Fokus kurikulum yang lebih menitikberatkan pada aspek kognitif dan akademik telah menjadi ciri khas sistem pendidikan saat ini. Penekanan pada penguasaan materi pelajaran, hafalan, dan persiapan ujian seringkali mendominasi jadwal belajar siswa. Ini menciptakan lingkungan di mana kecerdasan intelektual menjadi satu-satunya indikator keberhasilan, sementara aspek penting lainnya seperti pengembangan karakter dan keterampilan sosial terpinggirkan.
Akibatnya, pendidikan karakter seringkali hanya menjadi tempelan. Meskipun secara teori diakui penting, pelaksanaannya di lapangan seringkali tidak terintegrasi secara holistik dalam pembelajaran. Aktivitas yang melatih empati, kejujuran, atau tanggung jawab kadang hanya berupa kegiatan ekstrakurikuler atau sisipan singkat, tanpa menjadi bagian inheren dari materi inti. Ini menimbulkan pertanyaan besar tentang efektivitasnya.
Fokus kurikulum yang sempit ini berkontribusi pada fenomena murid kelelahan. Mereka dibebani dengan materi yang banyak, namun tidak diberikan cukup ruang untuk mengembangkan diri secara seimbang. Waktu bermain dan eksplorasi minat menjadi minim, karena jadwal yang padat dengan les dan tugas demi mengejar nilai semata, mengikis potensi kreativitas mereka.

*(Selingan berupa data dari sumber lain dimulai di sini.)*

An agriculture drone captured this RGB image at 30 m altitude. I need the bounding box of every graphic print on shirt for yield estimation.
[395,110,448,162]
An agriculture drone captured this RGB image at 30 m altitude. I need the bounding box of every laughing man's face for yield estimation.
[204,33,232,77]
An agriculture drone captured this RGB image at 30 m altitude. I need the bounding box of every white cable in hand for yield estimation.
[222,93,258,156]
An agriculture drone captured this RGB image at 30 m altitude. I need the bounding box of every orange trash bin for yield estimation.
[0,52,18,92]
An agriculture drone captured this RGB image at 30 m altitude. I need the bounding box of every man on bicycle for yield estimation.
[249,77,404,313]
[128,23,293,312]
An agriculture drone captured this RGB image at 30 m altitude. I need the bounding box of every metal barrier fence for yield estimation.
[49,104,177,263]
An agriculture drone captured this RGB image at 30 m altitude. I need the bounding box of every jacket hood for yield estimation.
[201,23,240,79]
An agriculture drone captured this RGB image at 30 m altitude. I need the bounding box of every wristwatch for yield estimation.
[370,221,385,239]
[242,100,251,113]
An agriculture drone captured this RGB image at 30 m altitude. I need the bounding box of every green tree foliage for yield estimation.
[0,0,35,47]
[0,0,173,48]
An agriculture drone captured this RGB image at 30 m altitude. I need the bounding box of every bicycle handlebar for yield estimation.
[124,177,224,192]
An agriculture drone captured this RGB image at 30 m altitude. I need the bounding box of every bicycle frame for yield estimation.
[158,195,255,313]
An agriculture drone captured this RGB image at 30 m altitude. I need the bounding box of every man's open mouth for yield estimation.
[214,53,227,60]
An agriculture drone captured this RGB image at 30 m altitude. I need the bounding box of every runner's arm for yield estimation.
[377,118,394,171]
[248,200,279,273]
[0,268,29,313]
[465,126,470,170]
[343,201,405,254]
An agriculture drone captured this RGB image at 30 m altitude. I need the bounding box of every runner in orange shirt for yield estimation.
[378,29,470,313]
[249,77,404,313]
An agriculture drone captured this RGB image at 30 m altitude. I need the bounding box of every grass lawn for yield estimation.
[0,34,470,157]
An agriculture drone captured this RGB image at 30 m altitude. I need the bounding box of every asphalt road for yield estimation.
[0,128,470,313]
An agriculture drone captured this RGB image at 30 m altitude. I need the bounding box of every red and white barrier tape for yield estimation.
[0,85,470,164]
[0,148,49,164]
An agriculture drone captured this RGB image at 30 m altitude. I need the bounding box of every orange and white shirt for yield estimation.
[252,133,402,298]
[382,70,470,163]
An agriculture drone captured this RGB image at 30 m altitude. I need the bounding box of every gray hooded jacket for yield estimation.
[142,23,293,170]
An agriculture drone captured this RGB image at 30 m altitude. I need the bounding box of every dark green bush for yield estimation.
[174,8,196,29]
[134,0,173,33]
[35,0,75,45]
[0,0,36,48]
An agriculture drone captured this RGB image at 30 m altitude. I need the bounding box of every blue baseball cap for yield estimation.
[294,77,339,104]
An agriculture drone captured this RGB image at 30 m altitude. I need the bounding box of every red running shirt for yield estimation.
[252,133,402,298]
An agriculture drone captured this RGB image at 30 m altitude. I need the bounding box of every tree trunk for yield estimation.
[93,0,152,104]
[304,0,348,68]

Lebih jauh, adanya asumsi bahwa semakin banyak PR dan les akan membuat anak pintar justru memperparah masalah ini. Asumsi ini mendorong orang tua dan sekolah untuk terus menjejalkan materi, tanpa menyadari bahwa hal tersebut dapat menghambat pemahaman esensial dan pengembangan soft skill. Ini menciptakan siklus di mana kuantitas mengalahkan kualitas dalam proses pendidikan.
Kelemahan ini berujung pada “luka” yang mendalam: murid kurang memiliki keterampilan sosial, empati, kemampuan problem solving, dan resiliensi yang kuat. Padahal, semua ini adalah modal penting untuk beradaptasi di masyarakat dan menghadapi tantangan kehidupan nyata. Pendidikan yang terlalu teoritis tanpa praktik langsung seringkali gagal mempersiapkan siswa untuk dunia di luar bangku sekolah.
Fokus kurikulum yang terlalu akademik juga dapat membuat orang tua kesulitan mengikuti perubahan kurikulum dan membantu belajar anak. Mereka mungkin merasa tidak memiliki tools atau pemahaman yang cukup untuk mendukung pengembangan karakter anak di rumah, karena kurikulum tidak memberikan panduan yang jelas. Kesenjangan ini menciptakan kebingungan dan frustrasi di kalangan orang tua.
Penting bagi Pemerintah Provinsi dan pemangku kepentingan pendidikan untuk merevisi fokus kurikulum. Perlu ada keseimbangan antara aspek kognitif dan non-kognitif, menjadikan pendidikan karakter sebagai bagian integral dari setiap mata pelajaran. Pembelajaran berbasis proyek, diskusi, dan kegiatan kolaboratif dapat menjadi cara efektif untuk mengintegrasikan keduanya.